Organisation data support goes both ways: with Excel and Power BI connected, you can create a new Excel spreadsheet, making its content a table; then select some text fields and choose to convert to a datatype from your organisation. Excel populates this dropdown with up to 10 Power BI datatypes, ready for use in your code. Choose the ‘More from your organisation’ option to see all the available datatypes and datasets.
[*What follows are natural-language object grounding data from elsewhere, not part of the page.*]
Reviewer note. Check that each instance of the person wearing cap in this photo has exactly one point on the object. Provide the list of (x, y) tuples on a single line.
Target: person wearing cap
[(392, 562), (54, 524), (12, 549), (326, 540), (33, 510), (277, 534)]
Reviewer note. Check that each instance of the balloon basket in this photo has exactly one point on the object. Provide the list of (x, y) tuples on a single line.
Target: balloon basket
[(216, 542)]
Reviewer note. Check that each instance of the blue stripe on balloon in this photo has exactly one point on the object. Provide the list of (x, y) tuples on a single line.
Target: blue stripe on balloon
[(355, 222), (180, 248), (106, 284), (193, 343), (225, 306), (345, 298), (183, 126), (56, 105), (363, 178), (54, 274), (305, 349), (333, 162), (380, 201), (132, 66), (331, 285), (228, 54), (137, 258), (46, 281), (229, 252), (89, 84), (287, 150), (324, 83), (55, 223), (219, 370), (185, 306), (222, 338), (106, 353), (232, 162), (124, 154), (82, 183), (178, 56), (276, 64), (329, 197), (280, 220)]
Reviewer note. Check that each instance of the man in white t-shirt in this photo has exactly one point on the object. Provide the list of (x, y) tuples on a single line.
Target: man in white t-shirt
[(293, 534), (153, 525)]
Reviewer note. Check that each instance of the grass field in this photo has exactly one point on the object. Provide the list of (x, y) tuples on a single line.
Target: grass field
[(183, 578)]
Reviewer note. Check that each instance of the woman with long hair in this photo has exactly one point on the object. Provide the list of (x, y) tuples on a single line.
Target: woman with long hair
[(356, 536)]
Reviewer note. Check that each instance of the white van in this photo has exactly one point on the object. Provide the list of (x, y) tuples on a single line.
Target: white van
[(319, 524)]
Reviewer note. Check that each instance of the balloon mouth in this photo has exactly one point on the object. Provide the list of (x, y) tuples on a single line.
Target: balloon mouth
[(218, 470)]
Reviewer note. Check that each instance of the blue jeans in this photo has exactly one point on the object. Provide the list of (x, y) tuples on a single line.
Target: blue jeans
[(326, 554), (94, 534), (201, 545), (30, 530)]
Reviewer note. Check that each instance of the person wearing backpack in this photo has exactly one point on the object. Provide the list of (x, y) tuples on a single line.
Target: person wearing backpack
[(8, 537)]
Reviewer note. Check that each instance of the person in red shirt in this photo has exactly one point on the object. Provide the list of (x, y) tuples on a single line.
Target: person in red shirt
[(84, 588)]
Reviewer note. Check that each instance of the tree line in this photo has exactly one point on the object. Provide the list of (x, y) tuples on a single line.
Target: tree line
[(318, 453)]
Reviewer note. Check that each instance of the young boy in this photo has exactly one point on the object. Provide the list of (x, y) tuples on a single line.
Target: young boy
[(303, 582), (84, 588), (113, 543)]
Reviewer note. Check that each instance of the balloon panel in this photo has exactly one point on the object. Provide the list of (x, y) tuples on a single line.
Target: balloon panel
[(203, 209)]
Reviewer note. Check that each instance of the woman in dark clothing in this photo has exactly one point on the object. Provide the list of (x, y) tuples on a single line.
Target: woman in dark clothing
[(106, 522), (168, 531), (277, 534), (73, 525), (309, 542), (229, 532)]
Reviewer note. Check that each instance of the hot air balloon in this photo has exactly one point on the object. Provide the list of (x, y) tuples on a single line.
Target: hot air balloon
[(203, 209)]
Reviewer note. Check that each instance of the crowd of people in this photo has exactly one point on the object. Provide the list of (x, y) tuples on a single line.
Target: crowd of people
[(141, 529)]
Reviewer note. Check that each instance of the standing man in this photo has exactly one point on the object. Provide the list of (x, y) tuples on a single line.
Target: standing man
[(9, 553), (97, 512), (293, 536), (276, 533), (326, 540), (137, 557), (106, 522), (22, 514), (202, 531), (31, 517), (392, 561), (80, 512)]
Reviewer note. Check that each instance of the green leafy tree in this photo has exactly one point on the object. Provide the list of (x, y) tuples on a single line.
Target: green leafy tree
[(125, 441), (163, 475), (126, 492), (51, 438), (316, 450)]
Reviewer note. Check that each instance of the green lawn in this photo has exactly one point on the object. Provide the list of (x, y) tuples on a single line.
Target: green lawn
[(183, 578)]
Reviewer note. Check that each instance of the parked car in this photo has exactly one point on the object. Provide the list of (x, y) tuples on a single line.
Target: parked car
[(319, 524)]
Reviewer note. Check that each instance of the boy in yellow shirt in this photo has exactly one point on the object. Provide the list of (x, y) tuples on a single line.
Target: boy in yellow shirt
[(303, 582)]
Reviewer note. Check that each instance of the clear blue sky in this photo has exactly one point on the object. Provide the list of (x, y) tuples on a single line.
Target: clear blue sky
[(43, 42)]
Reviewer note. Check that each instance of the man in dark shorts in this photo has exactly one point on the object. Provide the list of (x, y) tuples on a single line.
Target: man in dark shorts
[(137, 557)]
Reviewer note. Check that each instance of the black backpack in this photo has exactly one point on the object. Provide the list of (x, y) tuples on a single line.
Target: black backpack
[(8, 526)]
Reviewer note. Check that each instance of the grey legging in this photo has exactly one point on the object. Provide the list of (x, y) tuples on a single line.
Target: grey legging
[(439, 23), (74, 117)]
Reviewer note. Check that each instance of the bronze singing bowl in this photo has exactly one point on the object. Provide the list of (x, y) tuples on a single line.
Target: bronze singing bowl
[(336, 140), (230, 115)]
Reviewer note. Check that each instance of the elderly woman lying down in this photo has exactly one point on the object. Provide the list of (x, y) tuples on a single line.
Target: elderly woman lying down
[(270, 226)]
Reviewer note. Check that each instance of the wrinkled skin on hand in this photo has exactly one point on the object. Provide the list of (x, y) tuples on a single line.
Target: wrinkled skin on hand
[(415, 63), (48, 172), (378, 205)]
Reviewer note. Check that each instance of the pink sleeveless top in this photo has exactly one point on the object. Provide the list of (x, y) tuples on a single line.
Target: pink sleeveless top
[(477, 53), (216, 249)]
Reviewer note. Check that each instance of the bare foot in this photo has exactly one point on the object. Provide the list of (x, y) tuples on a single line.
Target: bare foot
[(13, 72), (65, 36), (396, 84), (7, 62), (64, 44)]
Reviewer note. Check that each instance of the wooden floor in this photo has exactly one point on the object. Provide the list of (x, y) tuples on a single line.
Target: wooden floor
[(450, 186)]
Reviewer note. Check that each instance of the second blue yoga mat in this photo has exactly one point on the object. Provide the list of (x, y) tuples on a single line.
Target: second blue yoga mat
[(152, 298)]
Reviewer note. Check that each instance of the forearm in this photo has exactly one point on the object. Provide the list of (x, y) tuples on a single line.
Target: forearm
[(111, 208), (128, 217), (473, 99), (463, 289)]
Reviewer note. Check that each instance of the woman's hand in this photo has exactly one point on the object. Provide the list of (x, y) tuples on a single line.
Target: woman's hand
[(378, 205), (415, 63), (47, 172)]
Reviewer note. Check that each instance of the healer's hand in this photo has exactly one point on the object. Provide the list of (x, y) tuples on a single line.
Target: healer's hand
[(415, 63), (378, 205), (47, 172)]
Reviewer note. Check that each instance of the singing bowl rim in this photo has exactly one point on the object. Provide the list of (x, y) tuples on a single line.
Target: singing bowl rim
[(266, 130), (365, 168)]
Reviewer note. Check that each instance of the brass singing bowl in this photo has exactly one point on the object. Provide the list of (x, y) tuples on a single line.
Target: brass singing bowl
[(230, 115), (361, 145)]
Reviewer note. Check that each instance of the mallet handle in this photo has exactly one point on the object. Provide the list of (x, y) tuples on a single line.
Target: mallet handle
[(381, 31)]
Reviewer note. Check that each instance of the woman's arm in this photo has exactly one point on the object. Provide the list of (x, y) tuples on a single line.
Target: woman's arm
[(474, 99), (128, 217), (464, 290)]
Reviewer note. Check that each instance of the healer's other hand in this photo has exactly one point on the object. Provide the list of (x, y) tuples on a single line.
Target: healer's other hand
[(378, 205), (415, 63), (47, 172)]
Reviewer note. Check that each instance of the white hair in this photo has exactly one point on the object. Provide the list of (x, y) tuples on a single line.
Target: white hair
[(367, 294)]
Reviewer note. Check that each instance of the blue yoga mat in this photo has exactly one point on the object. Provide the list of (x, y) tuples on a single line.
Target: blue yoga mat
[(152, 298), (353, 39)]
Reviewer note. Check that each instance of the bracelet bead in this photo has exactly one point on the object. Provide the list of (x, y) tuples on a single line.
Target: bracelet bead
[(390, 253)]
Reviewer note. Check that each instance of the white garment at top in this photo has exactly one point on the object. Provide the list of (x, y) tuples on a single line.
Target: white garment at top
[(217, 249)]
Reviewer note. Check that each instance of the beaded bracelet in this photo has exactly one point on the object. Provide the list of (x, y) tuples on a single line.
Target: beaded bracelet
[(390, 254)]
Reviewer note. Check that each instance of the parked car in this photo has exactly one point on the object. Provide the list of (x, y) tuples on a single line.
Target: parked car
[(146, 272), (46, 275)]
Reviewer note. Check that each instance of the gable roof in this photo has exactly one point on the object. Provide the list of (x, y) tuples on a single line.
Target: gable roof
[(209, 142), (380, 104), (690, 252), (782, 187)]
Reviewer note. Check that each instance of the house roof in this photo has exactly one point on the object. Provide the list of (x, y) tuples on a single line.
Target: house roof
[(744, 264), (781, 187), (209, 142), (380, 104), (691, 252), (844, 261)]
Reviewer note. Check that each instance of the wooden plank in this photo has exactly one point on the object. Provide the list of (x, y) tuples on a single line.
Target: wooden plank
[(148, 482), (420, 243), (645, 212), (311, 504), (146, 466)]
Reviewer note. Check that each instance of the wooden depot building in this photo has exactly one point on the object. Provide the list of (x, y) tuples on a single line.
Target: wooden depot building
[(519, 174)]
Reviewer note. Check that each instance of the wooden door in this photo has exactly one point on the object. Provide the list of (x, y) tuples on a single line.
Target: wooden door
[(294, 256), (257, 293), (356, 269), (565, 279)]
Using custom datatypes from Power BI in Excel Power Query

One important new feature is support for Power Query datatypes in Excel’s data transformation tools. If you’ve used Power Query in Power BI, you should be familiar with its capabilities, working with large data sets quickly and easily. Bringing this into Excel simplifies the process of taking complex data and turning it into spreadsheets, with support for complex datatypes.

Using Power Query is easy enough. In the Excel data import tool, bring in a file and start using the built-in Power Query editor to start building your import query. Select the columns you want to use and then click the Create Datatype button as part of your data transformation. You can then give that custom datatype a name and add a column.

You can use this feature to create, say, a product datatype that brings together name, SKU, price, and any other related columns in your original source. That complex datatype is collapsed into a single column in the resulting data grid, ready for use once you load the data into your spreadsheet. You save space in a view with an expanded card view of the data in your new custom type, making it easier to navigate your spreadsheet, with all the underlying information still available for use in analytical queries.

You can even use the contents of custom rich fields in formulas, using them to extract individual elements from a field for use in additional calculations. You can think of custom datatypes like this as a way of simplifying how you view information in Excel, without changing how you can use it. You do need an Office 365 subscription to use this new tool, as it’s part its regular rolling updates to Excel.

Linking Excel to Power BI datasets in this way links the two analytic tools in new ways, as you can quickly refresh your Power Query export to update your spreadsheet. While that might not be the same as watching live data in a Power BI dashboard, it gives you the confidence to know that your Excel analytical applications have the most up-to-date data.

Use the same data, everywhere

Breaking down the silos between data analysis tools is important, and using common datatypes goes a long way to erase those differences. If we’re working in Excel or in Power BI, we need to know that we’re using the same data and that we can share any resulting analysis without worrying about confusion or misunderstanding. Datatypes are labels, and having the same labels all across businesses not only helps us work together more effectively, it also allows new technologies like machine learning to get the most from our data.